2017 başlarında ilk olarak yasaklanan EMİS greviyle, işçiler sendikanın eve dönme çağrısına uymayarak grevi tanımayan fiili meşru bir direniş başlattılar. Bu grev dalgasının yayılmasını engellemek için hükümet, sendika, patron üçlüsü bir araya gelip, oldu-bittiye gelen sözleşmelere imza atmışlardı.. Benzer durum cam grevi sürecinde de ortaya çıktı..Artık grev yasaklarının işçi sınıfının gözünde bir meşruiyeti kalmamıştır. Yasağa grev ile cevap verme kararlılığı, sınıf içinde yaygın bir eğilime dönüşmektedir. Bu durum OHAL’e karşı “demokrasi” mücadelesini kimin vereceğini de açık bir biçimde göstermektedir: Devletin gerek OHAL döneminde gerekse de olağan dönemlerde uygulamaya koyduğu yasaların hepsi belli bir sınıfın egemenliğini ve sömürü sistemini sürdürebilmesi için düzenlenmektedir. Demokrasi ise bir sınıf egemenliğidir. Burjuvazinin olağan dönemlerde başvurduğu bir yönetim biçimidir. Bu durumda en temel hakların ve güncel taleplerin mücadelesi bile sınıfa karşı sınıf ekseninde işçi sınıfının ideolojik,politik ve fiili öncülüğünde verilmek zorundadır Bu bağlamda kısaca açıklamaya çalıştığımız nedenler yüzünden verdiğimiz mücadeleyi demokrasi mücadelesi olarak adlandırmayı da doğru bulmadığımızı ayrıca belirtelim. ; Çünkü Lenin’den aktaracak olursak ,demokrasi, burjuva yönetim/hükümet biçimlerinden ve iktidarı kullanma yöntemlerinden biridir. Demokrasi şu anlamda diktatörlükten ayrılmaz, devlet iktidarı olmadan tek başına demokrasi var olamaz. Burjuva devletinin egemenliğinin hüküm sürdüğü koşullarda demokrasi, burjuva demokrasisidir. Yani demokrasi sınıf karakteri olan bir olgudur. Savunduğumuz bu anlamda “demokrasi” değil, işçi sınıfının güncel yakıcı talepleridir, yaşam alanlarımızı sermayenin işgalinden koruma mücadelesidir, hayat hakkıdır, siyaset yapma özgürlüğüdür….bunun örneklerini çoğaltabiliriz.
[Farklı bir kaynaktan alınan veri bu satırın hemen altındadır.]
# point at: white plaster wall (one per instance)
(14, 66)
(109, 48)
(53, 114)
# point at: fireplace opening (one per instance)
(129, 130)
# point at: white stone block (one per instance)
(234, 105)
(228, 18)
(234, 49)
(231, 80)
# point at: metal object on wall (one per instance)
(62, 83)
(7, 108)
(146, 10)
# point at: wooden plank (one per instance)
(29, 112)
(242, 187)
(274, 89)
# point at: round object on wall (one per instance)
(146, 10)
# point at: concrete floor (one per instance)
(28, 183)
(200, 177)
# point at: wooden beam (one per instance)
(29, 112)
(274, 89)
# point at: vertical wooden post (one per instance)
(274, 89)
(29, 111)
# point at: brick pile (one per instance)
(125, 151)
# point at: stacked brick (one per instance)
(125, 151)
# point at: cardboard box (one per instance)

Tüm bunları da “demokrasi mücadelesi” olarak değil, sınıfa karşı sınıf ekseninde yürüttüğümüz antikapitalist bir mücadelenin birer halkası olarak ele almaktayız ve tüm mücadelelerin ancak işçi sınıfının fiili öncülüğünde sermayeyi alt edebileceğini savunuyoruz.
Kısaca temel mücadele perspektifimizin ne olmadığına değindikten sonra metal sürecine kaldığımız yerden devam edelim :
OHAL öncesinde bile dayatılan grev yasağına biat eden ve mücadele seçeneğini ortaya koyan işçi tabanını pasifize ederek sindiren Birleşik-Metal yönetimi, bu kez sektördeki diğer sendikalarla birlikte farklı bir taktik uygulamadı : Bir yandan OHAL yasağına rağmen sürecek olan grevin sorumluluğunu alarak Erdoğan diktatörlüğünün hedefi olmaktan korktular , bir yandan da işçi mücadelesinin kendi kontrollerinden çıkarak bürokratik ayrıcalıklarını kaybetme tehdidi ile karşı karşıya kaldılar.
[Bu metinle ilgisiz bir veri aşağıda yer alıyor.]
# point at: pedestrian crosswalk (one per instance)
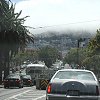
(32, 94)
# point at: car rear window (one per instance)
(80, 75)
(13, 76)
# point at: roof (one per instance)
(75, 70)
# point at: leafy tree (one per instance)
(94, 44)
(13, 35)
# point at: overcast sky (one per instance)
(66, 13)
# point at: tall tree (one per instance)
(13, 34)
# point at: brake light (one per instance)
(97, 90)
(5, 80)
(49, 88)
(17, 80)
(29, 80)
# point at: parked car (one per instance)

Çünkü sadece iki yıl önce işçilerin kitlesel olarak kendi iradelerini ortaya koyduğu bir süreç yaşanmıştı.2015 mayısında merkez üstü Renault olan metal fırtınanın öğrettiği en önemli ders, işçi sınıfının taban örgütlenmeleri temelinde inşa ettiği komiteler aracılığıyla sendikalara ihtiyaç duymadan işçi demokrasisi temelinde bir örgütlülüğü yaşama geçirebileceği ve zafer kazanabileceği gerçeğidir. Sendika yönetimleri yeniden benzer süreçlerin yaşanmasını istemiyor.
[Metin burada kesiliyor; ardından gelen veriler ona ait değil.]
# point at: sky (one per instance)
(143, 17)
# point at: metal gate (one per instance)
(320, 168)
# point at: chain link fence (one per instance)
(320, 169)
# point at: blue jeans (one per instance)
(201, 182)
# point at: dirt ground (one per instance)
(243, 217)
Sendikalar, işçi sınıfı içinde yeşeren dinamizmi kendi lehine kotarmak için grev yaklaştıkça işçilerin gazını alan eylemler düzenlediler ve yasağı tanımayacaklarını belirten nutuklar atarak işçilerin gözünde mücadeleci sendika imajı oluşturmaya çalıştılar. Hükümet ve patronlar cephesi ise grev yasağına grev ile cevap vermeye hazırlanan ciddi bir irade karşılarına çıkınca hareketin yaygınlaşmasından ve radikalleşmesinden korkmuşlardır. Bu durum patronlar için olduğu kadar savaş halinde ve ekonomik kriz batağında olan hükümet için de büyük tehdit anlamına gelir. Bu korkunun sonucu olarak sendika, hükümet ve patronlar üçlüsü, mücadele radikalleşmeden oldu-bittiye gelen sözleşmelerle kendi iktidarlarına yönelen tehdidi bertaraf etmiştir.
Sınıf mücadelesini salt ekonomizme ve sendikalizme indirgeyen Türkiye sosyalist hareketinin önemli bir bölümü DİSK’e bağlı sendikaların oldu-bittiye gelen sözleşmeleri imzalamasını bir kazanım ve zafer olarak sunmaktadır.. Çünkü bu bürokratik aygıt içinde kendi siyasi anlayışlarının da temsilcileri vardır. Kendileri de işçilere boyun eğdirip, itaatkarlığa iterek , sınıf dinamizmini düzen içinde tutmak için emniyet kemeri gören o dev aygıtın bir parçasıdır.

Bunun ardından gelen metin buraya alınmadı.